Were those really incidents of ‘crossfire’? | The Daily Star
12:00 AM, January 17, 2020 / LAST MODIFIED: 12:37 PM, January 17, 2020

Snapshot of reality

Were those really incidents of ‘crossfire’?

So, someone can be deliberately killed in “crossfire”!

While law enforcers have all along maintained that the deaths in the incidents labelled as “shootout”, “gunfight” or “crossfire” are not intentional at all, a number of lawmakers have asked for such extrajudicial killings to be carried out as measures to check the scourge of rape.

What they said on record in parliament also implies that people were shot to death in “crossfire” during the anti-drug drives because they committed crimes.

The “crossfire” killings, understood to be a blatant violation of all human rights laws, have been termed by an MP an “instant action” when it comes to dealing with criminals.

But rights activists say if someone can be killed in such a manner and if lawmakers are openly admitting that it is being used as a tool to quash crimes, what about all the earlier incidents of “crossfires” and the police versions that followed those? Were those mere accidents or deliberate?

 

Also read: "Why crossfire will not solve our rape problem"

 

Going by numerous previous reports, after each of those incidents, officials came up with almost same narratives of the sequence of events.

They went on to claim their use of firearms was retaliatory in nature and that a “gunfight” was initiated by the one killed or one of his accomplices. The cops, according to the official versions, always fought in self-defence.

Rights activists say the lawmakers’ statements make it evident that a section of law enforcement agency personnel were involved in extrajudicial killings for years, passing those as “shootout” or “crossfire”.

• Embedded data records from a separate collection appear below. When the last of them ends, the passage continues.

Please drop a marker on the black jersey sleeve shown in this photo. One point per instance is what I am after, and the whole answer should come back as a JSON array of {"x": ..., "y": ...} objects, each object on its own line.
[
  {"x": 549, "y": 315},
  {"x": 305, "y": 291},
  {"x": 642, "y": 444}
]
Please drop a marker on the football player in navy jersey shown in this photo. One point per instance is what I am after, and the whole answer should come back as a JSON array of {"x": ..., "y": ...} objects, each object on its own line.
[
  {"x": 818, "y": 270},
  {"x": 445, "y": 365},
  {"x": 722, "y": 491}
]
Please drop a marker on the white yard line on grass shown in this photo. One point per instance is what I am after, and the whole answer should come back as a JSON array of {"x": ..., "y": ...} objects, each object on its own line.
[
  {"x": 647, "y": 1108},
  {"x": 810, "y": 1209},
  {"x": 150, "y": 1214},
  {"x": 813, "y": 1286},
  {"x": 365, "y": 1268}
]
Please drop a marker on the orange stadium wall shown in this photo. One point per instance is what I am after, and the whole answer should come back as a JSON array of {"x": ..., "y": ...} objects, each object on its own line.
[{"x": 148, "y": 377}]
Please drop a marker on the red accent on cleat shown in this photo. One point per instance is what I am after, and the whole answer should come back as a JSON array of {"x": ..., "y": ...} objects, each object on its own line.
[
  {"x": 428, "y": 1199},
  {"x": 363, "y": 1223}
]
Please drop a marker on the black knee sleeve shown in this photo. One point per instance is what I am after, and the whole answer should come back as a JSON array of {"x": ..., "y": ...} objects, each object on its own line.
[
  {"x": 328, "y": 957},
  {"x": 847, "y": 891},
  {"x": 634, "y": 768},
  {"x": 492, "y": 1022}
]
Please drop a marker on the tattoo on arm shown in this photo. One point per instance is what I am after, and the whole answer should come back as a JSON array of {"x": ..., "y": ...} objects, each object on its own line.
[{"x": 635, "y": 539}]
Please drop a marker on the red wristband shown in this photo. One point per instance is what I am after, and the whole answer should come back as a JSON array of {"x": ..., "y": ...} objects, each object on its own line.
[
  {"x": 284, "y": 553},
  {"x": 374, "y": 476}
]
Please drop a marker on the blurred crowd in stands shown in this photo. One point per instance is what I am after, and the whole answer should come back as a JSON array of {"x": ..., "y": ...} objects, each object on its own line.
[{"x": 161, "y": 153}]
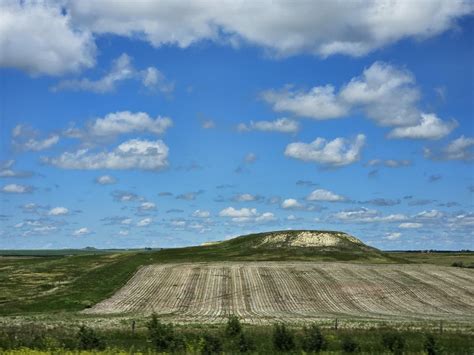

“It’s true we need a tougher law. But if we can take instant actions through crossfire on drug-related issues, then why can’t we follow the same in case of rapists?” said an Awami League MP, participating in an unscheduled discussion in the House on Tuesday.

“The person who we know has committed this crime [rape] does not have any right to stay alive anymore.”

Referring to the home minister, an opposition MP asked, “You are allowing crossfire as part of a fight against drugs. Then why aren’t you doing the same in case of rape?”

The remarks were not owned by the government or the ruling party although those were not expunged either. Road Transport and Bridges Minister Obaidul Quader said those were personal opinions of the MPs.

“It is not the stance of the government or the party,” he said. 

“We can’t support encounter or crossfire, because this is unconstitutional,” Quader, also general secretary of ruling Awami League, said while talking to reporters at his secretariat office.

The incidents of “crossfire” increased significantly after the government declared an anti-narcotics drive in May 2018.

 

 

According to rights body Ain o Salish Kendra, around 2,700 people were killed in so-called shootouts or gunfights since 2004. Of them, more than 900 were killed after law enforcers picked them up.

Concerned over such extrajudicial killings, national and international rights groups have long been demanding an immediate end to such killings.

Nobody disagrees that crimes like rape and narcotics trade have to be dealt with iron fists. But the actions have to be within the legal framework.  

Talking to The Daily Star yesterday, rights activist Nur Khan Liton said, “The lawmakers who are giving such speeches themselves believe that law enforcers are killing people extrajudicially in the name of shootout or crossfire.”

“For this, they are trying to encourage law enforcers with such speeches which will apparently push the country into a grave danger,” he said.

“These statements also make it evident that those killings in the name of shootouts are controlled and planned,” Nur said.

 

Also read: "DU Student Rape: Lone accused confesses his crime"

 

The rights defender also said such speeches by lawmakers were violations of the constitution. 

About the MPs’ call, TIB Executive Director Iftekharuzzaman said, “It is appalling to say the least, except the only silver lining that they distinctly acknowledged from the floor of parliament that extrajudicial killings are taking place in the country.

“The appalling part of it is that they are not only recognising that such killings have the blessing of the lawmakers, but that they are also proposing to promote it further.”